Back in November he e-mailed me as to whether I had any memories, or had unearthed any information in my book research, about the friendship, both social and musical, between conductor and recording industry executive Gustave Haenschen.
Regrettably, I had few memories of Gus and his wife Roxie, except that I knew they were close friends of both my parents. So Jim filled me in, and I thought his remarks would also be of interest to those who follow this blog. With his permission, I reprint some of them here:
Born near St. Louis in 1890, Haenschen became the Director of Popular-Music Recordings in 1919, when the Brunswick Record Company was formed. In 1929, Haenschen left Brunswick to become one of the founders of World Broadcasting Services, which supplied pre-recorded musical programming for the burgeoning radio industry. Haenschen continued to be a major figure in radio broadcasting into the early 1950s, when he retired. Years later, in the late 1960s, he came out of retirement to co-direct the Metropolitan Opera broadcasts as an executive of the G.H. Johnston Company, which produced the broadcasts under Texaco's sponsorship.
I was fortunate to spend considerable time with Gus Haenschen throughout the 1970s, when I was a young professor and administrator at Ithaca College, where Haenschen was a major donor and long-time member of the Board of Trustees. I also had the pleasure of co-directing an oral-history project that Haenschen funded for recording and archiving interviews with early radio and recording artists.
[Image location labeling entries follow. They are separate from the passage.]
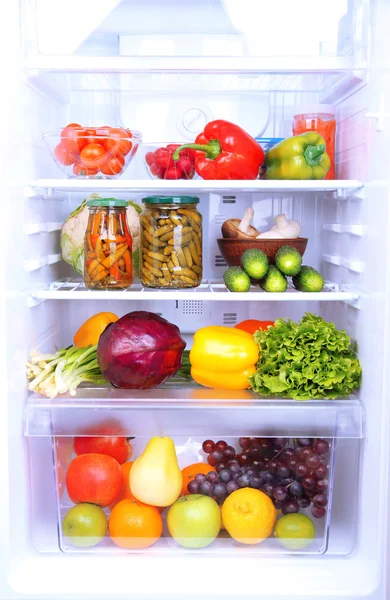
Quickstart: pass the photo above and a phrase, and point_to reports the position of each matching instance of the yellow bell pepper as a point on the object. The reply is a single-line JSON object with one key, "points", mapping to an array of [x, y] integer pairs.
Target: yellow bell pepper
{"points": [[223, 357], [90, 331]]}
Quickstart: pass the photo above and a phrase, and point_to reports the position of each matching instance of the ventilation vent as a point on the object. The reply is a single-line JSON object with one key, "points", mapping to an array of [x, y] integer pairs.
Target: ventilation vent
{"points": [[229, 318], [192, 307], [219, 261]]}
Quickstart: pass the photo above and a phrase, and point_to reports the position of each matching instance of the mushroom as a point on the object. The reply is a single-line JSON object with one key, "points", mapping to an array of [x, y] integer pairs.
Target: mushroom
{"points": [[283, 228], [236, 228]]}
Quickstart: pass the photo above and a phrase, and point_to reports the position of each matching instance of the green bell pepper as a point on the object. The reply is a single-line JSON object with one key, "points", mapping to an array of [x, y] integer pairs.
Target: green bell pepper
{"points": [[299, 157]]}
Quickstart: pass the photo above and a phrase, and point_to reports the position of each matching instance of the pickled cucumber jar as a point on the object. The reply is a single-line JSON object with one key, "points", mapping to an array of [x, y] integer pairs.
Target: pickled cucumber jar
{"points": [[171, 242], [107, 245]]}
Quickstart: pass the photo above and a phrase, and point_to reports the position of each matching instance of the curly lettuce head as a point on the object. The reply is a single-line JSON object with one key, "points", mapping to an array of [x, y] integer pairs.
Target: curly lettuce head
{"points": [[306, 360], [75, 226]]}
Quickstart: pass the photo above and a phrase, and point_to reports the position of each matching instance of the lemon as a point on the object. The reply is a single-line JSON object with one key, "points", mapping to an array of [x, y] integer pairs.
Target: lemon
{"points": [[248, 515]]}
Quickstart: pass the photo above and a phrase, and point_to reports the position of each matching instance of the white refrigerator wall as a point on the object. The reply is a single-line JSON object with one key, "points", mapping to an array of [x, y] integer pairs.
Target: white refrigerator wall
{"points": [[362, 155]]}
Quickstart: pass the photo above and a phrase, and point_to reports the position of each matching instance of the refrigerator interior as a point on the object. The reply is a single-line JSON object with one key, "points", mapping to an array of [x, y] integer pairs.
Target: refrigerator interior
{"points": [[91, 83]]}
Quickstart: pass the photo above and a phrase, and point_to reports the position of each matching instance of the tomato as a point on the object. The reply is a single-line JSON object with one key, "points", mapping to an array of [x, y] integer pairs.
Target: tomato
{"points": [[73, 137], [149, 158], [91, 137], [252, 325], [93, 156], [81, 170], [117, 447], [63, 156], [114, 166], [118, 142], [104, 130]]}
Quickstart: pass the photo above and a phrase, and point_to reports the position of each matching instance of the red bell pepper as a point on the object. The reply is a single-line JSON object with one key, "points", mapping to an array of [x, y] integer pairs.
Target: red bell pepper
{"points": [[225, 151]]}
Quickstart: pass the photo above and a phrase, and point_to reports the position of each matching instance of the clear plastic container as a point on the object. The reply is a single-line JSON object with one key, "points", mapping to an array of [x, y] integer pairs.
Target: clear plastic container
{"points": [[320, 118], [189, 416], [107, 246], [160, 164], [171, 242], [92, 152]]}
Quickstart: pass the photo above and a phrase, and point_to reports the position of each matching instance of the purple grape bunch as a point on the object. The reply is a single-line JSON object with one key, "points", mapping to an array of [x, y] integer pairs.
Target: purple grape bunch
{"points": [[294, 474]]}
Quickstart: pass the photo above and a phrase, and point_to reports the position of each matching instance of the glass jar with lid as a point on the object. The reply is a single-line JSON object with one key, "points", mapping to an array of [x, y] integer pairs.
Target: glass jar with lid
{"points": [[171, 242], [107, 245]]}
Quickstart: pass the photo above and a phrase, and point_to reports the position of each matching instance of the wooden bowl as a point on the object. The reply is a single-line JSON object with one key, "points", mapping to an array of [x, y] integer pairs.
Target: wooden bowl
{"points": [[232, 249]]}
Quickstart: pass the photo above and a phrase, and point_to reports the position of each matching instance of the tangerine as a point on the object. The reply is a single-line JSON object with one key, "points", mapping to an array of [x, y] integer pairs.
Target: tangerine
{"points": [[133, 524], [248, 515], [190, 472]]}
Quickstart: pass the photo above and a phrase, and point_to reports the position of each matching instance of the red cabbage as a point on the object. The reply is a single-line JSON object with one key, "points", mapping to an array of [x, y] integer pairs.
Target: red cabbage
{"points": [[140, 350]]}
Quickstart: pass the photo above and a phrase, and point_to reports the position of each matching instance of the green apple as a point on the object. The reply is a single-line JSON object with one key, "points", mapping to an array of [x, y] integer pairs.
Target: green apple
{"points": [[85, 525], [295, 531], [194, 521]]}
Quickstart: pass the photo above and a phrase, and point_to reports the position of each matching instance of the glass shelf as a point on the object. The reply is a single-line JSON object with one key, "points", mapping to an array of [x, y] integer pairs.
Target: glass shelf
{"points": [[182, 409]]}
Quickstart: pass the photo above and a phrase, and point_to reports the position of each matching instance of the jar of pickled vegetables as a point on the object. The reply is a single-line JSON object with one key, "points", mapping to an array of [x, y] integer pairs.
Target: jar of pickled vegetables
{"points": [[320, 118], [107, 245], [171, 242]]}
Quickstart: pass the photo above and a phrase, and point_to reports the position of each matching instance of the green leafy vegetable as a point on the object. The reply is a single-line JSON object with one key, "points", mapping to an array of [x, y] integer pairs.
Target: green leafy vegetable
{"points": [[185, 369], [52, 374], [306, 360]]}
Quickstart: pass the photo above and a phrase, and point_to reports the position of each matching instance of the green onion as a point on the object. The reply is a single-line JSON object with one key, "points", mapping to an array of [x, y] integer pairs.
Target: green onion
{"points": [[62, 372]]}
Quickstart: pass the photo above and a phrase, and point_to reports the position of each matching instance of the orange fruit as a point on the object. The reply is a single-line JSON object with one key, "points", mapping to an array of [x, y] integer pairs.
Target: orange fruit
{"points": [[248, 515], [190, 472], [133, 524]]}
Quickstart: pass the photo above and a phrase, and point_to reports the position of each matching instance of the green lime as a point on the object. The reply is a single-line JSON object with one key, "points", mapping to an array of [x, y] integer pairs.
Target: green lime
{"points": [[85, 525], [295, 531]]}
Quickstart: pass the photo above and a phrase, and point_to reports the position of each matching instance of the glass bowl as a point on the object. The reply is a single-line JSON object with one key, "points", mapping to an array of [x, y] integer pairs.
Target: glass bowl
{"points": [[92, 152], [160, 164]]}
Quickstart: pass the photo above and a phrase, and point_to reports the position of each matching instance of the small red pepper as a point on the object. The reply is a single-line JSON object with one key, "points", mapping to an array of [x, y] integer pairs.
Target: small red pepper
{"points": [[225, 151]]}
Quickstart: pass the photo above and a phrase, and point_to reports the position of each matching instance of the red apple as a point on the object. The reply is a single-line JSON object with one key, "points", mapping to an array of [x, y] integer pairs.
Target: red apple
{"points": [[94, 478], [117, 447]]}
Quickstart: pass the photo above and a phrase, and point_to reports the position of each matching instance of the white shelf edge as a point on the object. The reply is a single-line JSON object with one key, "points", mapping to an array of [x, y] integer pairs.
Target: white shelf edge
{"points": [[202, 410], [195, 185], [189, 64], [208, 290]]}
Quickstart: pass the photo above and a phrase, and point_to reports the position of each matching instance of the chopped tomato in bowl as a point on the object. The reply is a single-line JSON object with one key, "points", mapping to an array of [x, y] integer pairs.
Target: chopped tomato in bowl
{"points": [[93, 152]]}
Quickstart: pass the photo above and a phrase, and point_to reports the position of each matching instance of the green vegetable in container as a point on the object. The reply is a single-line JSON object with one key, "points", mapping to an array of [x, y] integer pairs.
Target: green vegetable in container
{"points": [[306, 360], [308, 280], [236, 280], [254, 262], [288, 260], [274, 281], [299, 157]]}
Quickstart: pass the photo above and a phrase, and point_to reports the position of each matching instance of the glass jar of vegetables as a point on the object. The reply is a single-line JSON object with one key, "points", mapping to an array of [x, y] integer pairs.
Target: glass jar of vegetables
{"points": [[171, 242], [107, 245]]}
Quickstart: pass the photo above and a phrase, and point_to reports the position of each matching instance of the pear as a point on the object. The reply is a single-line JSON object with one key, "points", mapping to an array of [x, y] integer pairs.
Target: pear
{"points": [[155, 477]]}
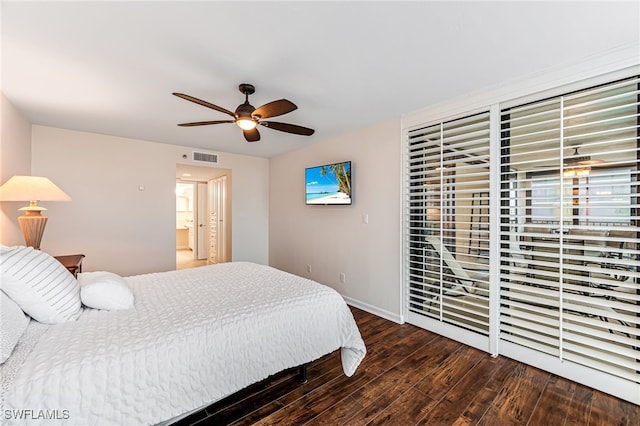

I recall vividly our many conversations about the friendship between your father and Gus Haenschen--not only their musical association (the two first met in 1926, Haenschen recalled), but also the time they spent together working on a number of your father's antique cars. Haenschen was a mechanical engineer (he had graduated from Washington University's College of Engineering) and was also a metallurgist and metal-fabricator. In his shop on the acreage of his estate on Old Rock Lane in Norwalk, CT, he fabricated missing or damaged gears and other metal parts for several of your father's automobiles.
He also spoke of the intense rivalry between your father and tenor Frank Munn, who was a "regular" on "The Palmolive Hour" and many of the other radio shows that Haenschen co-owned or produced. Although Munn's ultra-light lyric-tenor voice had none of the fullness of tone nor the throbbing intensity of your father's range, Munn and your father had a mutual friend in Gus Haenschen--and on one occasion, during a chance encounter between the two tenors outside a Manhattan restaurant, Haenschen literally had to step between Munn and your father to prevent an escalating verbal incident from turning into an outright fistfight. But throughout the twists and turns of the Melton-Munn rivalry, Haenschen managed to remain friends with both men, and was especially elated when your father was offered a contract by the Metropolitan Opera Company.
On a related note, I had the privilege of writing the biographies of Rosa Ponselle (first for Doubleday in 1982, and later for Amadeus in 1997, her centenary year), Richard Tucker (for E.P. Dutton, 1984), and Lily Pons (Amadeus). All were genuine admirers of your father (including Tucker, who rarely spoke about any other tenors), and Ponselle spoke very warmly of your father as a singer and as a man.